Chapter Name: Sound
Activity Name: Observing the movements of vocal cords during speech in Sound
In this experiment, you will observe the movements of the vocal cords during speech. You will ask a friend to raise their neck and place a stretched chocolate wrapper across their mouth. Then, your friend will blow air forcibly on the wrapper in two different ways: once forcefully and once slowly. You will observe the changes in the movements of their throat during these two occasions.
- A chocolate wrapper
- A willing participant (your friend)
Step by Step Procedure:
- Ask your friend to raise their neck slightly.
- Stretch the chocolate wrapper across their mouth, ensuring it is taut.

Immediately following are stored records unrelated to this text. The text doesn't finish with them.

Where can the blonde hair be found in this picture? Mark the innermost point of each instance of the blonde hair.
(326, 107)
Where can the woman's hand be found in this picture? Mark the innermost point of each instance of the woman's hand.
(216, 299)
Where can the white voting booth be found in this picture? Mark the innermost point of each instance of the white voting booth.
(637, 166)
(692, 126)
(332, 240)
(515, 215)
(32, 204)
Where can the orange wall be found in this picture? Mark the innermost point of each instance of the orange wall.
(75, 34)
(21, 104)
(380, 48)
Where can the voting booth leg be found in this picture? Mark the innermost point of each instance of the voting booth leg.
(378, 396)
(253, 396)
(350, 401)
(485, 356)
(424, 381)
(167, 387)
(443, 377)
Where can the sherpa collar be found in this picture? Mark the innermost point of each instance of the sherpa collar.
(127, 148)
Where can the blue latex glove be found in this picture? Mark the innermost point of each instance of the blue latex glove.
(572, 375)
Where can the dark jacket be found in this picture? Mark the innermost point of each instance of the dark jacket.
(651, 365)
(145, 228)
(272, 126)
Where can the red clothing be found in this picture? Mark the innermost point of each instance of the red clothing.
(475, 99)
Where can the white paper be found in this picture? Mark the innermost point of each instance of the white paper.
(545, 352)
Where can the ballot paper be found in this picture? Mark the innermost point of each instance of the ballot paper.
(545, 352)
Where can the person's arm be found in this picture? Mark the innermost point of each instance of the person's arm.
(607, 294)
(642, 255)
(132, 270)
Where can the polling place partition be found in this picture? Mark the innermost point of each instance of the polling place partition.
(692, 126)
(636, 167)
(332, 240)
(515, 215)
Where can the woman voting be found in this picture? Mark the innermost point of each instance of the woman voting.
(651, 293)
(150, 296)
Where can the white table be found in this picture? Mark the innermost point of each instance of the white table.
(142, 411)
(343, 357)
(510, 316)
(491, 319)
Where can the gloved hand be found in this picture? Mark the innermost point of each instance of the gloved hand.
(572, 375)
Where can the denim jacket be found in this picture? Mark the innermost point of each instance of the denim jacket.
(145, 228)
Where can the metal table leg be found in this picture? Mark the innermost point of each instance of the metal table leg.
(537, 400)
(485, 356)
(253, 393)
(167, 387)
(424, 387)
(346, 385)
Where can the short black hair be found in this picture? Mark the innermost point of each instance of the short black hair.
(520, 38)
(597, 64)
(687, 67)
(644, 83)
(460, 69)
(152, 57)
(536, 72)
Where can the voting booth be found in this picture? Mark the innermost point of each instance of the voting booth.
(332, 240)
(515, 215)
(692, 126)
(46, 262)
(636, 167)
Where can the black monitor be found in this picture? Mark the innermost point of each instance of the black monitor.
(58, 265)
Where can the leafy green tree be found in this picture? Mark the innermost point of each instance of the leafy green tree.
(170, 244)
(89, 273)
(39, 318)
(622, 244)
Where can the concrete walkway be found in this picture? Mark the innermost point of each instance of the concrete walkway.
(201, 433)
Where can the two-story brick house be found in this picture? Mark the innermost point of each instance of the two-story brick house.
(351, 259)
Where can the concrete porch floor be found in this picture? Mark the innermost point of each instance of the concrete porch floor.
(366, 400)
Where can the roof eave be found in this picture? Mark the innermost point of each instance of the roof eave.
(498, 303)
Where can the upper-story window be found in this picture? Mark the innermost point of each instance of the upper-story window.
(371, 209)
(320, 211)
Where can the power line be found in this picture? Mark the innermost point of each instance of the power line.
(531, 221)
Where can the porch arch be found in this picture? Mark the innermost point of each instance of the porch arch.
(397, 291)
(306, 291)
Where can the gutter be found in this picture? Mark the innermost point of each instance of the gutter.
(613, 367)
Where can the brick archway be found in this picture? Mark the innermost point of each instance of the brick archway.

- Instruct your friend to blow air on the wrapper forcibly in the first trial.
- Observe the movements in their throat during this trial.
- Ask your friend to blow air on the wrapper slowly in the second trial.
- Observe the movements in their throat during this trial as well.
- During the first trial (forceful blowing), the voice box (vocal cords) gets tensed and produces a high sound. In contrast, during the second trial (slow blowing), the vocal cords are close to the normal position of the throat, and they produce a lower sound.
- Ensure your friend is comfortable and willing to participate in the experiment.
- Use a clean chocolate wrapper to avoid any hygiene issues.
- Make sure the wrapper is stretched tightly across the mouth for accurate observations.
Lesson Learnt from Experiment:
The sound produced during speech is influenced by the movements of the vocal cords. Forceful blowing tenses the vocal cords, resulting in a higher pitch sound, while slower blowing relaxes the vocal cords, leading to a lower pitch sound. The sound we produce during speech is a combination of vibrations from the chocolate wrapper and the movements of the vocal cords.